Major Policy Action 

  • Virginia: On Monday, Gov. Glenn Younkin (R) vetoed an AI regulatory bill (VA HB 2094) that would have made Virginia just the second state, following Colorado, to pass comprehensive AI legislation. In his veto statement, Gov. Youngkin cited the "rigid framework" of the bill that would put an "especially onerous burden on smaller firms and startups." However, the governor did sign into law a synthetic media fraud and defamation bill (VA HB 2124) and a bill to study autonomous vehicle use in the state (VA HB 2627). 

  • Kentucky: On Monday, Gov. Beshear (D) signed into law a bill (KY SB 4) to establish standards for government use of AI, require disclosures, and create an AI governance committee. 

  • Utah: On Tuesday, Gov. Cox (R) signed three AI bills into law. UT HB 452 puts disclosure requirements on mental health organizations using AI to communicate with customers. UT SB 180 requires police reports created by AI to include a disclaimer and human review. And UT SB 332 extends the sunset date of last year’s AI Policy Act until July 1, 2027. 

  • South Dakota: On Tuesday, Gov. Rhoden (R) signed a political deepfake bill (SD SB 164) into law, which prohibits the use of a deepfake with the intent to injure a candidate within 90 days of the election without a disclaimer.

  • Colorado: On Wednesday, the House approved a proposal (CO HB 1004) that would prohibit the use of rent-setting algorithms by landlords. A similar measure died in the Senate last year after an amendment was inserted that some claimed would undermine the law’s effectiveness. 

Notable Proposals 

  • Arkansas: Rep. R. Scott Richardson (R) has introduced a bill (AR HB 1876) that clarifies that content generated by an individual using generative AI, the generated content and the model training data belong to the individual.

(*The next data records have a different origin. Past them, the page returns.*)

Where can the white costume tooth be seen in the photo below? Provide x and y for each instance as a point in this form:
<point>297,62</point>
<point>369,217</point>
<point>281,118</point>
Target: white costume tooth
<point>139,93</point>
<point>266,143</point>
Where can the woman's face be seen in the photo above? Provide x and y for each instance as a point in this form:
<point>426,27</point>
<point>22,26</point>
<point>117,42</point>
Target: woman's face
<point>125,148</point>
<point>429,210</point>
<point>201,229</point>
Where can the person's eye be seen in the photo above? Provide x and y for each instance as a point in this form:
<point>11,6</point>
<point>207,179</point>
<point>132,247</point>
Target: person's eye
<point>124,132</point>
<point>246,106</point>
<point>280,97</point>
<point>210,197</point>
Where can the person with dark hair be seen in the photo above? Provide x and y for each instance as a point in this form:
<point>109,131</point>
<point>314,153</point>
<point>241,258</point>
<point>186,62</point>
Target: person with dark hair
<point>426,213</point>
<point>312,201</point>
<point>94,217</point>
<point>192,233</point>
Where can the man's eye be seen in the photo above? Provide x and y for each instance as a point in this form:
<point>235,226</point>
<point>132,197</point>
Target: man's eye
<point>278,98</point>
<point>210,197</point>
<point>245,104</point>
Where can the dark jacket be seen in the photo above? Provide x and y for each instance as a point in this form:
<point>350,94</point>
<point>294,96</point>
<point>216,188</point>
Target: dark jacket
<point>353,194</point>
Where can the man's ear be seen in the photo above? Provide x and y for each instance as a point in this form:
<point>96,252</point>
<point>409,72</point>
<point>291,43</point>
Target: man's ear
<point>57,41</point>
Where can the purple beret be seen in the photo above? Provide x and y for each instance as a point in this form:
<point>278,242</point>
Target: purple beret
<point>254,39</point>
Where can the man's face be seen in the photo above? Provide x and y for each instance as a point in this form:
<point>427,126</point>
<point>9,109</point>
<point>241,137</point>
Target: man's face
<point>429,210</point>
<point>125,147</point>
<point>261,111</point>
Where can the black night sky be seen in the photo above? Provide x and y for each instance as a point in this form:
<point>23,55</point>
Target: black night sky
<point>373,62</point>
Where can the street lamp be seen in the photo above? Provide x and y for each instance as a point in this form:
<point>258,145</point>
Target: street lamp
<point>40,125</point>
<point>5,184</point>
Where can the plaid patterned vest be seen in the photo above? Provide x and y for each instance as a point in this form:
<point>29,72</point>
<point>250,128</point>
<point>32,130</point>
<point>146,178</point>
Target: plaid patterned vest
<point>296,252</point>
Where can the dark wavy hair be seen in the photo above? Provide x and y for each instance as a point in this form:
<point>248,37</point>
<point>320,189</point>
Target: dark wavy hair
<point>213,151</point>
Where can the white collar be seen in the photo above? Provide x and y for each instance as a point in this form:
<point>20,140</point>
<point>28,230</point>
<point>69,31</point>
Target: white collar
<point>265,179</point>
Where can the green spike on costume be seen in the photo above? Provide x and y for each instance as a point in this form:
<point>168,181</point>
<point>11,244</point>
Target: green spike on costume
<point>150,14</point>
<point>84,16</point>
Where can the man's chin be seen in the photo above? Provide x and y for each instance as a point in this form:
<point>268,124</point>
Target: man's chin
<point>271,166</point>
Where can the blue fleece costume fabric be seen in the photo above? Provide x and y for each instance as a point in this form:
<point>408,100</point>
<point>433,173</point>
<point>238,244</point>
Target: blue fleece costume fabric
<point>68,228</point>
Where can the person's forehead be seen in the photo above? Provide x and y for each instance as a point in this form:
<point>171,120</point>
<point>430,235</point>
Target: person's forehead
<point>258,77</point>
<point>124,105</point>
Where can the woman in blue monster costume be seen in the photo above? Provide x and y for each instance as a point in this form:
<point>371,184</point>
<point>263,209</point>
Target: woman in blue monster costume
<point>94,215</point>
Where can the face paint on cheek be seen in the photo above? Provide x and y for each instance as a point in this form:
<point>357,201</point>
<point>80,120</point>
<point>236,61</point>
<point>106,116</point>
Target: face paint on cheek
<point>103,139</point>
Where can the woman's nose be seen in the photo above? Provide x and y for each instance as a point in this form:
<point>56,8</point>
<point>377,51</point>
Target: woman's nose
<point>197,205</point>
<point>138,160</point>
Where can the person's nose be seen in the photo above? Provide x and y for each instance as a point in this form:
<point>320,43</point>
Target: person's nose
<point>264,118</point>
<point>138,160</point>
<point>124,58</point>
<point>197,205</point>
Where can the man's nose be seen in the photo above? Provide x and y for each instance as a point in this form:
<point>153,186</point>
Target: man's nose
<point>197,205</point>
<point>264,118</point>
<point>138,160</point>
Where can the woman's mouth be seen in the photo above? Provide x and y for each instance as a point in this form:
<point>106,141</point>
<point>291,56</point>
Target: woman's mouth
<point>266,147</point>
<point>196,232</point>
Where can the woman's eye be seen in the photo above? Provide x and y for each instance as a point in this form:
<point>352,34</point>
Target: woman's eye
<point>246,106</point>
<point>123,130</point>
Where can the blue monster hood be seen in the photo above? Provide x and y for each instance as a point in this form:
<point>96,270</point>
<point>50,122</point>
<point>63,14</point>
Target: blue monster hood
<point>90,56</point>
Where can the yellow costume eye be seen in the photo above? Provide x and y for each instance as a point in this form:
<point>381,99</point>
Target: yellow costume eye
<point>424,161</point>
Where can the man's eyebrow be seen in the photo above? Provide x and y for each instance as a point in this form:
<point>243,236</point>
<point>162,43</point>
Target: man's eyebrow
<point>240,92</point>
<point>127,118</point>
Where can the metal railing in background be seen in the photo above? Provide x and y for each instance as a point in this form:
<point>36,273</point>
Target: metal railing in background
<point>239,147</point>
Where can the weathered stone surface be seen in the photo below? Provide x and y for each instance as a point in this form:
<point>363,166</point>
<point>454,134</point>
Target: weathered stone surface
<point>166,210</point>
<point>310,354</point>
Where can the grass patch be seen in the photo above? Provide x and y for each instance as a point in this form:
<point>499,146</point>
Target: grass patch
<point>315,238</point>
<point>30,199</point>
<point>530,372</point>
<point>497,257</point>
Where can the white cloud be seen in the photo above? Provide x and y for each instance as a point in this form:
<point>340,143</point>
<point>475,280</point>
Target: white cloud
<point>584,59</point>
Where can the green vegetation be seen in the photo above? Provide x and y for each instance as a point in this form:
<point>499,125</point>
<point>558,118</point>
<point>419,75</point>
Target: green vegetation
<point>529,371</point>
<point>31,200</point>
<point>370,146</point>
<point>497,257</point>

  • California: A Senate bill (CA SB 503) was amended this week to include provisions establishing an advisory board related to the use of AI in health care services. The proposal would require developers of AI models to test for biased impacts in the outputs produced by the specified AI model or AI system based on the health facility’s patient population.  

  • New York: Last Friday, Sen. Lea Webb (D) introduced a bill (NY S 6748) that requires every newspaper, magazine, or other publication printed or electronically published to provide a conspicuous notice at the top of the page or webpage indicating that AI was used to create the article, photo, video, or other visual content. She introduced a similar measure last year that had a companion bill.

  • North Carolina: Senate Democrats introduced an AI safety bill this week (NC SB 735) that would require developers of AI systems to implement certain security protocols and be able to perform a complete shutdown of a model to protect against critical harms. The measure would also create liability for a developer for foreseeable critical harm from misuse or unintended uses, irrespective if the misuses involve fine-tuning.